The B.C. government announced today (November 23) new funding for emergency homeless shelters in Vancouver, just as frigid temperatures placed increased demand on programs aiding those in need of a place to escape the cold.
Four temporary shelters are slated to open by early December, and will accommodate about 160 people, according to the Ministry of Public Safety.
The province will provide up to $1.5 million, while the City of Vancouver is contributing $500,000 toward the operation of the buildings.
Vision Vancouver councillor Kerry Jang told the Straight by phone the temporary shelters will be open 24 hours a day. They will be pet-friendly and will provide food and a safe place to store belongings.
The province currently funds 658 permanent shelter spaces in Vancouver, and there are approximately 340 spaces available in Vancouver’s HEAT shelters established last winter.
Extra shelter spaces have been added around the city after several days of cold temperatures, including up to 272 spots through the Extreme Weather Response Program.
Irene Jaakson, the coordinator of the program, said at this point there are enough spaces to meet the demand. However, she’s concerned that the cold winter expected to hit Vancouver will place pressure on shelter programs.
“A couple of years ago, when the weather was really, really harsh...there were about 45 or 50 extreme weather alerts called and staff and volunteers were exhausted,” Jaakson told the Straight by phone.
Jaakson said broader questions need to be asked, such as why there is such high demand for shelter.
“I think that rather than spending so much time talking about whether we’ll have enough space for a crisis response, we need to be putting that energy into having a conversation about why is it that people don’t have places that they can afford to live,” she said.

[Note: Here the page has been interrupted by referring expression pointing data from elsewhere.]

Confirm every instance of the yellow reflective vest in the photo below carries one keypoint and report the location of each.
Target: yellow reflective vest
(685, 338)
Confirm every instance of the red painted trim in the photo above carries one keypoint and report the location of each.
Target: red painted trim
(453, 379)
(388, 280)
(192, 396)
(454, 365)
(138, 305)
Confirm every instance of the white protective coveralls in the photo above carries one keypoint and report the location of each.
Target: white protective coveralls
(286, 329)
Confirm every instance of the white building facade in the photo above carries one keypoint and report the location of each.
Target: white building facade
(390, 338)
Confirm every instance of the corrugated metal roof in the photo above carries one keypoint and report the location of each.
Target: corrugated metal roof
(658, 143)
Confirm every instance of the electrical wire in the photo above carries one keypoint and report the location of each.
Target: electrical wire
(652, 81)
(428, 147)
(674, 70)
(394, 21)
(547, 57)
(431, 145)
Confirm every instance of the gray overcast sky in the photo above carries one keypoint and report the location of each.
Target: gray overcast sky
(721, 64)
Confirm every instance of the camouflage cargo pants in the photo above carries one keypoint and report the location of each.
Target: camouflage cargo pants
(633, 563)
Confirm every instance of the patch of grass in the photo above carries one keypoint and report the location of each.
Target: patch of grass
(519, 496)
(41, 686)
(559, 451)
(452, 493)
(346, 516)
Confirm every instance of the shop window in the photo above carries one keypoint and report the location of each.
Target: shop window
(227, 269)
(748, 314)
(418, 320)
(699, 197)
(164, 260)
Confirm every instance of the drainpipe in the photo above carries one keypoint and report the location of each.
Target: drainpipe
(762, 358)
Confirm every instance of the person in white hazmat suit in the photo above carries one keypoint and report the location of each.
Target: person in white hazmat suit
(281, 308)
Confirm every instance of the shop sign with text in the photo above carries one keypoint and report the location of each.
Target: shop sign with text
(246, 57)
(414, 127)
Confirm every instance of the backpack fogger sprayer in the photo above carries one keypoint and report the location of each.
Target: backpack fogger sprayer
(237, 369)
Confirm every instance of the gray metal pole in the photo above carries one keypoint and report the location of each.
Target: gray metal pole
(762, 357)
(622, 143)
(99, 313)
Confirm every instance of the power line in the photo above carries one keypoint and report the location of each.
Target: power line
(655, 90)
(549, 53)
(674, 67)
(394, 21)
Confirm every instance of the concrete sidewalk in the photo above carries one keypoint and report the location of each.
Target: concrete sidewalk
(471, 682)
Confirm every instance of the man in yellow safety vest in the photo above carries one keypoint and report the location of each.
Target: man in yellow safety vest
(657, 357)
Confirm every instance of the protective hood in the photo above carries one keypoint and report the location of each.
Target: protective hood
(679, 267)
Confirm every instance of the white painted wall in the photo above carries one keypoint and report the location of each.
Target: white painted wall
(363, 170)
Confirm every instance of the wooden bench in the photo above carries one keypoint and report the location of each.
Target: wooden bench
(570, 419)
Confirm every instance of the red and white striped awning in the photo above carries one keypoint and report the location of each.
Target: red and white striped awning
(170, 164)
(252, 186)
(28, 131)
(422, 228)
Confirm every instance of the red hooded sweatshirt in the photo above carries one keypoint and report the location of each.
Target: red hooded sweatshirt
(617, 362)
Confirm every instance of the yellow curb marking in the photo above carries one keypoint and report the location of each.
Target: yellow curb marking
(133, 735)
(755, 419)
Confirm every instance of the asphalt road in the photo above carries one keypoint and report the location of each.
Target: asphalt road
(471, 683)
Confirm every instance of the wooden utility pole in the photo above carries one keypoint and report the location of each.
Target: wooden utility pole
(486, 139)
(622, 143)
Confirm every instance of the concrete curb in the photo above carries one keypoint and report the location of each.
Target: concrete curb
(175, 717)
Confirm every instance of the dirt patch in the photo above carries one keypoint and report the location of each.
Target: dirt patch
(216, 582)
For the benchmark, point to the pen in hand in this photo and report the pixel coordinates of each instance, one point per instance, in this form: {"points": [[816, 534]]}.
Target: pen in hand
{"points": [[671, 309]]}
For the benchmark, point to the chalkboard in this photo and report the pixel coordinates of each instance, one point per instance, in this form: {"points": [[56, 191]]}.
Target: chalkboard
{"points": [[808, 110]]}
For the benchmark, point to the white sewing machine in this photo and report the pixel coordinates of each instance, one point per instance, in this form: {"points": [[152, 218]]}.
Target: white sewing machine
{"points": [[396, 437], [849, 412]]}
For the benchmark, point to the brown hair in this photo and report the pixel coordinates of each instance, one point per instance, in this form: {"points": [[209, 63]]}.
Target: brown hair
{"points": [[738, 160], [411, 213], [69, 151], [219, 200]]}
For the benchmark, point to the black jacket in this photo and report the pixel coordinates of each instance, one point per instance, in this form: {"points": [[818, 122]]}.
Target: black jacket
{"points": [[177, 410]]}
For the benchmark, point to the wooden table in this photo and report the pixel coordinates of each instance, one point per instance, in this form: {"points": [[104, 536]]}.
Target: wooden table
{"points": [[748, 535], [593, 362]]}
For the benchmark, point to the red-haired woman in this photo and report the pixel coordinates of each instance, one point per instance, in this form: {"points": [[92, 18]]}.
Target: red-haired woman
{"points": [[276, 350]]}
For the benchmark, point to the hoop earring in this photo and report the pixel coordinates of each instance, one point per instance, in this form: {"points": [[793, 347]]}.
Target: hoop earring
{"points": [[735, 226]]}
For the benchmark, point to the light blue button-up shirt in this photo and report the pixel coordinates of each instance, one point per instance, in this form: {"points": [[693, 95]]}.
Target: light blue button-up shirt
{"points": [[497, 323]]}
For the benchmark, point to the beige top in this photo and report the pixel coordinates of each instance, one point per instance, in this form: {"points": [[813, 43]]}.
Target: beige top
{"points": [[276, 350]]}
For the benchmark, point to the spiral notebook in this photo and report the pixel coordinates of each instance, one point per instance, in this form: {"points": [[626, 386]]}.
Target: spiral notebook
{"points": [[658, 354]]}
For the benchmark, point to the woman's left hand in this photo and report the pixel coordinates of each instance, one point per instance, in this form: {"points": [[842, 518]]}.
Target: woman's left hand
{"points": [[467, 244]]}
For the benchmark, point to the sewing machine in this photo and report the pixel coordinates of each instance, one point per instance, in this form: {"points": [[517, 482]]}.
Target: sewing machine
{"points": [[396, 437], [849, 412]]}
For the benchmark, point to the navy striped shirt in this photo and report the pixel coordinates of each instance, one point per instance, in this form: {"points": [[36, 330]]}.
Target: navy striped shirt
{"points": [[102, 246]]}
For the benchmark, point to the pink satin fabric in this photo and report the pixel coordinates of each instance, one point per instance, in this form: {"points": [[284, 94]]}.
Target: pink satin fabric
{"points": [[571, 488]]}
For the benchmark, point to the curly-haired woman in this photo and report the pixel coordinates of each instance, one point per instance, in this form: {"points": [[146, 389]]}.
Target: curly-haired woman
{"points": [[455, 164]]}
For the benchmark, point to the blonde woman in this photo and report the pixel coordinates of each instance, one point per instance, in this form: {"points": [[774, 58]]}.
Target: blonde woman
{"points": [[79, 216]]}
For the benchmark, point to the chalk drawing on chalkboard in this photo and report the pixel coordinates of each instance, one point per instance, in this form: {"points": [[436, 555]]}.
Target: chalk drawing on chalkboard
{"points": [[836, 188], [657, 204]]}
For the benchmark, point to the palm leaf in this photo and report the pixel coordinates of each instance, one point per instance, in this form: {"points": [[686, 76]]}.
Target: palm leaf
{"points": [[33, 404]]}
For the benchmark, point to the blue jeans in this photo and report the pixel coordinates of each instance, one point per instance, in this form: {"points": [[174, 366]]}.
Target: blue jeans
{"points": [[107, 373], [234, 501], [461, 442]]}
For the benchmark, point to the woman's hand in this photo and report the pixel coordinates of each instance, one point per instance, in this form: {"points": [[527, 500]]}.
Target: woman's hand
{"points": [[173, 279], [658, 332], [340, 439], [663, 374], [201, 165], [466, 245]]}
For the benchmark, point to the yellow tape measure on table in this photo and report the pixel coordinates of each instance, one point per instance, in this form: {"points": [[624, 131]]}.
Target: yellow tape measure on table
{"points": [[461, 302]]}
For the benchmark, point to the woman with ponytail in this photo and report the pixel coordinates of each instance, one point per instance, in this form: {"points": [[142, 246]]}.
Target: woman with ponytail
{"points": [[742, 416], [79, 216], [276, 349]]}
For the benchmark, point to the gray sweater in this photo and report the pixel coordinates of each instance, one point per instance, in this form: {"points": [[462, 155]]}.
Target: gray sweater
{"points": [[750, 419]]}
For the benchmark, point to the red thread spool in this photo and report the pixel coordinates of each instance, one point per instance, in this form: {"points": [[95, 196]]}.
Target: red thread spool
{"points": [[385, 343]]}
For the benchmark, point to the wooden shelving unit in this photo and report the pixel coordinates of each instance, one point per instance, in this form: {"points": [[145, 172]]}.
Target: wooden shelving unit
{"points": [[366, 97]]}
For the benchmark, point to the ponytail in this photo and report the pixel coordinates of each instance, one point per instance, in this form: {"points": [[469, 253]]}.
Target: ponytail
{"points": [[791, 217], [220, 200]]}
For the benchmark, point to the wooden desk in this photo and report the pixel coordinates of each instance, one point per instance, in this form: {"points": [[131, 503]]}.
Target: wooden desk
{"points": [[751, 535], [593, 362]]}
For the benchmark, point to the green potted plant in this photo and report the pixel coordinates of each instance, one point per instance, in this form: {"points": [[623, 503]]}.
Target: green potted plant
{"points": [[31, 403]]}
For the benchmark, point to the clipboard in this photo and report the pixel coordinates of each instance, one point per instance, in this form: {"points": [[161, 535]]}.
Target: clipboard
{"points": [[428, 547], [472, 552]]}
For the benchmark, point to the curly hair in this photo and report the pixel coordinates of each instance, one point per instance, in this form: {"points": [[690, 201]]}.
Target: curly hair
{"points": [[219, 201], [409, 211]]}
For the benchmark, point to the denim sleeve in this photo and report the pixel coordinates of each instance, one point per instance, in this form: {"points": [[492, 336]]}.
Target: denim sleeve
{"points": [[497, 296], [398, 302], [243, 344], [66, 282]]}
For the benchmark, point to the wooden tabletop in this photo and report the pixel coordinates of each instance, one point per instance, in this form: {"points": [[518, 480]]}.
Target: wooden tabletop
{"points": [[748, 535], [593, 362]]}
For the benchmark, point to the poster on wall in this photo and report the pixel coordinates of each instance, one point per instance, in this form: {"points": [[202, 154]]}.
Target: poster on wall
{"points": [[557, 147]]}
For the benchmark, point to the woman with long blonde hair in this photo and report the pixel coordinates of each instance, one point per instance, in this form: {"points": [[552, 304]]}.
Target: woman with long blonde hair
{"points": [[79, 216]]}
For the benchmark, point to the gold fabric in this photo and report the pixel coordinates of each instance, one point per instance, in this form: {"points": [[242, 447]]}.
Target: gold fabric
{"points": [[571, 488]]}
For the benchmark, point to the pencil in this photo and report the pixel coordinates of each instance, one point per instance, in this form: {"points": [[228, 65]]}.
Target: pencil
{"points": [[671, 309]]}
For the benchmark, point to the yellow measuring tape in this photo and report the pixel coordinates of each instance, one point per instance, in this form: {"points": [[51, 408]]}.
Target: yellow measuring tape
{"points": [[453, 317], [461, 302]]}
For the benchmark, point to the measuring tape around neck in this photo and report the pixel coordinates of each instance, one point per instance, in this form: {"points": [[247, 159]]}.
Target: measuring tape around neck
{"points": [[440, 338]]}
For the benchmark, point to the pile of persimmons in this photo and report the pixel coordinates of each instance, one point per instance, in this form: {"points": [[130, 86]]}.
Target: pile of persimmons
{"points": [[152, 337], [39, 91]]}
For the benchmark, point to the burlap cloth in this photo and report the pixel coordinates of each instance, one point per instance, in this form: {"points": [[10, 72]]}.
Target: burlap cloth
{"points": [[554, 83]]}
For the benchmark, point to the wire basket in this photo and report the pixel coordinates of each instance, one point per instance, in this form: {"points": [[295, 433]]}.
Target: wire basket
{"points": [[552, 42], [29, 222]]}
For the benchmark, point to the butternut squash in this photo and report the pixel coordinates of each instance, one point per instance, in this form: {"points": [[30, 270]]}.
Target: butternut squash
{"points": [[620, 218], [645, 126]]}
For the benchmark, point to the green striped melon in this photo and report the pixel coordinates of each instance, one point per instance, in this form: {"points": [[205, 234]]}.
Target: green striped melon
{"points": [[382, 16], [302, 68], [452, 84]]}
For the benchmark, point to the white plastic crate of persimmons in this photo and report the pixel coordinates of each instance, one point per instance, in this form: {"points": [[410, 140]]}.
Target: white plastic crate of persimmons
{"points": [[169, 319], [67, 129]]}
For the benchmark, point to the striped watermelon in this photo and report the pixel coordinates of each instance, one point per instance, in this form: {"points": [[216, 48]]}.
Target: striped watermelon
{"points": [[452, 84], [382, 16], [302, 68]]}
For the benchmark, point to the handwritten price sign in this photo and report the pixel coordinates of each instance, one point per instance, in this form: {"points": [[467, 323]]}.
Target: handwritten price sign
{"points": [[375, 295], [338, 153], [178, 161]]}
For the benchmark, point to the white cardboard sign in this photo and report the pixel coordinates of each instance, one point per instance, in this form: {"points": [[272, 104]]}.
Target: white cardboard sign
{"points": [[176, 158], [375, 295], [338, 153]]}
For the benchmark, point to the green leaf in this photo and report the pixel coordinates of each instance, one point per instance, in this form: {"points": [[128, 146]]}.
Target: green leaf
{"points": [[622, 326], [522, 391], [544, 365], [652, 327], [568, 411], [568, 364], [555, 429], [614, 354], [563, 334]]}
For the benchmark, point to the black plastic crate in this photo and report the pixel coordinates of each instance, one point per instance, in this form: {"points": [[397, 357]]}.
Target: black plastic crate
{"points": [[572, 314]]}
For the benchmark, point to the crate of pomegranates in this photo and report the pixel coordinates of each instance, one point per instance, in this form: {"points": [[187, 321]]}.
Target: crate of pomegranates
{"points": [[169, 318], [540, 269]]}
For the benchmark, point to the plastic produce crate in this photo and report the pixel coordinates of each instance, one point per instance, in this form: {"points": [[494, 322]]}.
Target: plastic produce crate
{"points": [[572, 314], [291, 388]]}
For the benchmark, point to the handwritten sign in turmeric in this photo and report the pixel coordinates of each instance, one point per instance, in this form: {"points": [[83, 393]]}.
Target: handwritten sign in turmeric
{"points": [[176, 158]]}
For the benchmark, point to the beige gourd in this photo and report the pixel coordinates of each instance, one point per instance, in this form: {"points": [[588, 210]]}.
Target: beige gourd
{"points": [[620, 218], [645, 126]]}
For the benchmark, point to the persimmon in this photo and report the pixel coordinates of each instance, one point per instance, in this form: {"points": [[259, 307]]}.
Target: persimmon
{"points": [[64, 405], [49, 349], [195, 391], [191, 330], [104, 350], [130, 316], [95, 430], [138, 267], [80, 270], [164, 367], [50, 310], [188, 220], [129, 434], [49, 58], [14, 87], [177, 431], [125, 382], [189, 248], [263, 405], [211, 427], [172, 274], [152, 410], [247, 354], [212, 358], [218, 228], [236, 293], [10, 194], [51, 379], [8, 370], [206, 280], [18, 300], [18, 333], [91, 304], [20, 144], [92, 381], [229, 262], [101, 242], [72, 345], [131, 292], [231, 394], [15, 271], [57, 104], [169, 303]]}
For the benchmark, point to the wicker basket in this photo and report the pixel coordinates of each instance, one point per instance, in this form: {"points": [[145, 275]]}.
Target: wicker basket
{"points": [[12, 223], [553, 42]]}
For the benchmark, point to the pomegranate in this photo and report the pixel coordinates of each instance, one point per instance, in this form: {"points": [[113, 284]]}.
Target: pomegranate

“We can’t keep debating a crisis response. We need to put that energy into the entire continuum of housing, of which safe, accessible shelter is one part.”
Downtown Eastside housing advocate Wendy Pedersen said there is a need for permanent housing solutions, and she wants to see welfare payments and the minimum wage increased. She said cold winter conditions are a health and safety concern for the homeless.
“People get sicker, and they take chances with sleeping with people that they shouldn’t sleep with—women are more in danger,” she told the Straight by phone. “And shelters aren’t adequate homes.”
Coun. Jang said the temporary shelters are a “Band-Aid solution”.
“They’re only here to deal with an immediate crisis,” he said. “They are not meant to be a solution, and the only solution is permanent housing.”
Six of 14 planned social-housing sites are currently under construction in Vancouver, Jang said.
Shelter spaces under the Extreme Weather Response Program typically open up when temperatures fall below -2 °C, or in conditions like freezing rain, high winds, and snow accumulation.
Under the program, outreach workers are also sent out to check on homeless people in downtown parks and to distribute information on extreme weather shelters.
Jodyne Keller, the homeless coordinator for the Vancouver police, told the Straight by phone that officers have been patrolling the city for homeless people during the cold temperatures, handing out blankets, and providing information on where to find shelter.